Datavisualisation programming: a recap

3828878e886211e389aa0e632b3228b2_8About a year ago, I wrote this post which rounded up some useful books showcasing and providing techniques for datavis. I should say that I’m primarily a programmatic visualator (i.e I tend not to deal with the GUI-style visualisation platforms, like GePhi or GIS packages, for example). Looking at the new books I’ve seen on datavis reveals a more fractured landscape of datavis, which came as a bit of a surprise to me. Two years ago, Processing was still the most powerful language for datavis, at least as far as I was concerned, and I thought it would only be a matter of time before R and Python (which I saw as its main alternatives) would create packages to generate animations and interactive visuals at the same level of elegance and sophistication.

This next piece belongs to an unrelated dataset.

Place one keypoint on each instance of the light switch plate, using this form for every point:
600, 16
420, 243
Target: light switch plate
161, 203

What I have seen instead is Processing going in a slightly different direction, JavaScript doing some amazing work, and R and Python not moving forward in those directions as much as I expected. They have done some interesting stuff in other directions, though.

Rather than just a simple update of the literature I covered last time, I thought it might be more interesting to compare and contrast these programming languages and talk about where I see them in the datavis landscape. Usual caveats apply: this is my limited and personal take on things, and people may be aware of libraries or techniques that I’ve missed out on with these broad brush strokes. I think you can probably do absolutely anything with any of these languages in theory – I’m more interested in what people use them for in practice. Let me know about those in the comments, or on twitter (@sociablePhysics).

Processing
Tl;dr – Processing is a language for creating images and animations, and looks lovely. It is less well suited to analysis, and not really native to the web. It’s moderately easy to learn.

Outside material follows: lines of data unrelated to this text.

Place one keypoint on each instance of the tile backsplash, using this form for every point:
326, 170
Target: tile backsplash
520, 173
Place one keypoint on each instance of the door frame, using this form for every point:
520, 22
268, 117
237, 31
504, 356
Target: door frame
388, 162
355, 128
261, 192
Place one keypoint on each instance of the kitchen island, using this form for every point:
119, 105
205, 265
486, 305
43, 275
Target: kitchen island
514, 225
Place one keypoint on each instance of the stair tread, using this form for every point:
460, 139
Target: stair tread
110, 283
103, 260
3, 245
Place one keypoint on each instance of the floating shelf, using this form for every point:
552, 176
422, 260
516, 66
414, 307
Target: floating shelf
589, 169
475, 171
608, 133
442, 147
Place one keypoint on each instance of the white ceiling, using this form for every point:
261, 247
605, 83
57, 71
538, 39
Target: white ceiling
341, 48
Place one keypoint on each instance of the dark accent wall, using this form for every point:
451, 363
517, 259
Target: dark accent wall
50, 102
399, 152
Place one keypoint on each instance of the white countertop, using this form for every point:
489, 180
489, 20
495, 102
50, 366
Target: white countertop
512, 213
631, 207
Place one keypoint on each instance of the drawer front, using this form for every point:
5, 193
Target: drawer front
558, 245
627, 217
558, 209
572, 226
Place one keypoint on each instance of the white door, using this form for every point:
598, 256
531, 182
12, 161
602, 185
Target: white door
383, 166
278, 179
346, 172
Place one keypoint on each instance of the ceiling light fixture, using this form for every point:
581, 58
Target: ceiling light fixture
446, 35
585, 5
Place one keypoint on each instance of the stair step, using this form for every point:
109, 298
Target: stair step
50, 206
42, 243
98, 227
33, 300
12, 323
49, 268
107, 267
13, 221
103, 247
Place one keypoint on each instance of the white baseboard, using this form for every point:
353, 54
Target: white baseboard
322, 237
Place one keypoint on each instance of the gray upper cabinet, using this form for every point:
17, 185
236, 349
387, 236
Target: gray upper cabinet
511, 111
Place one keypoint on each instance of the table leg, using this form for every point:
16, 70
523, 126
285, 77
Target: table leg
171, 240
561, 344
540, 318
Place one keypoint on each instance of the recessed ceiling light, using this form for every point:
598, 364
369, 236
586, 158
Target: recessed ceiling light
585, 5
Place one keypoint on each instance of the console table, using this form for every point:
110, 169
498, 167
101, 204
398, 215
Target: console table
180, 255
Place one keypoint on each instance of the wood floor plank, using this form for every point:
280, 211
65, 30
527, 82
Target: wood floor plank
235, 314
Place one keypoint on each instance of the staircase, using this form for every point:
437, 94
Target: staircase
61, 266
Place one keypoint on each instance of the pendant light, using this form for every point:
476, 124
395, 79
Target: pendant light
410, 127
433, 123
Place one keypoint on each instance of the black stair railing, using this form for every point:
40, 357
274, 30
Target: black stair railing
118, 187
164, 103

Processing is a language based on Java, which uses various utility features to make Java programming easier and nicer and less of a syntactic spaghetti. I like Processing as a teaching language, because I think it is fairly approachable, but requires you to know what you are doing. It has types, does object orientation well, it uses curly brackets, and all the stuff a programming language should have. Once you’ve been programming Processing for a while, you’re programming Java. And Java is powerful and fast. If you’re into agent based models, NetLogo and Repast are Java based, so you’re doing it already. Processing has a structure that lends itself to interaction and animation; it’s built to do that. Processing.js and Processing for Android means that you can create an app that can run on desktop, mobile or web with one (slightly modified, or at least carefully created) bit of code, and that has the potential to be pretty awesome. Finally, Processing looks great.

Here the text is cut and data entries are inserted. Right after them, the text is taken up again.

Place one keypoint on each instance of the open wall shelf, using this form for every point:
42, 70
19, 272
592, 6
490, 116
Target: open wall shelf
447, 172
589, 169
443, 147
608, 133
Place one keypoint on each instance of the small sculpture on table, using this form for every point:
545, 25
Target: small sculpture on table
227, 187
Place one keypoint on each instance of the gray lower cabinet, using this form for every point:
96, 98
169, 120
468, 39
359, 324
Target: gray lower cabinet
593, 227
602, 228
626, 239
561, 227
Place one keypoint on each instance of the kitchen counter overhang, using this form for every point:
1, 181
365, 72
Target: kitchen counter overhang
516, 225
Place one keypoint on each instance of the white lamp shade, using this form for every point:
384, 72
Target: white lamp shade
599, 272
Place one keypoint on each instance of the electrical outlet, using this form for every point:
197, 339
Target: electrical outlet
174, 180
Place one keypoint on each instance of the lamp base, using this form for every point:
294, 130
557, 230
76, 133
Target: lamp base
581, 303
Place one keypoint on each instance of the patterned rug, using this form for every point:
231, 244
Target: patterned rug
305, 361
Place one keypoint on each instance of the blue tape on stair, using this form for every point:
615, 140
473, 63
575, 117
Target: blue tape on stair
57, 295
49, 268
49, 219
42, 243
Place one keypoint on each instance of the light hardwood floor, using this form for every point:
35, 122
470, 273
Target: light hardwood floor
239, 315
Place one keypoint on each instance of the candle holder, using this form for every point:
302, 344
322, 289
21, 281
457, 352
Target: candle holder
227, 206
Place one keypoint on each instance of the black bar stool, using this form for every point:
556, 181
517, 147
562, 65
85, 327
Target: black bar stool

But. Processing has done some stuff that makes making video harder, and that’s a real shame. On interactive stuff, people don’t really use java applets for the web; they use JavaScript (js). Processing is fast, but Processing.js is not especially fast, compared to libraries optimised for JavaScript. Also, Java is not the natural language for scientific computing, so if you want to get beyond vis to modelling or analysis, it can be harder work than it should be. Likewise I’ve always found the map libraries for Java to be large and unwieldy (with the exception of CASA alumnus Jon Reades’ MapThing), so GIS is not readily served here.

Reas, C. & Fry, B., 2007. Processing: A Programming Handbook for Visual Designers and Artists, The MIT Press.
Shiffman, D., 2008. Learning Processing: A Beginner’s Guide to Programming Images, Animation, and Interaction, Morgan Kaufmann.

These books provide a good intro to Processing for the beginner.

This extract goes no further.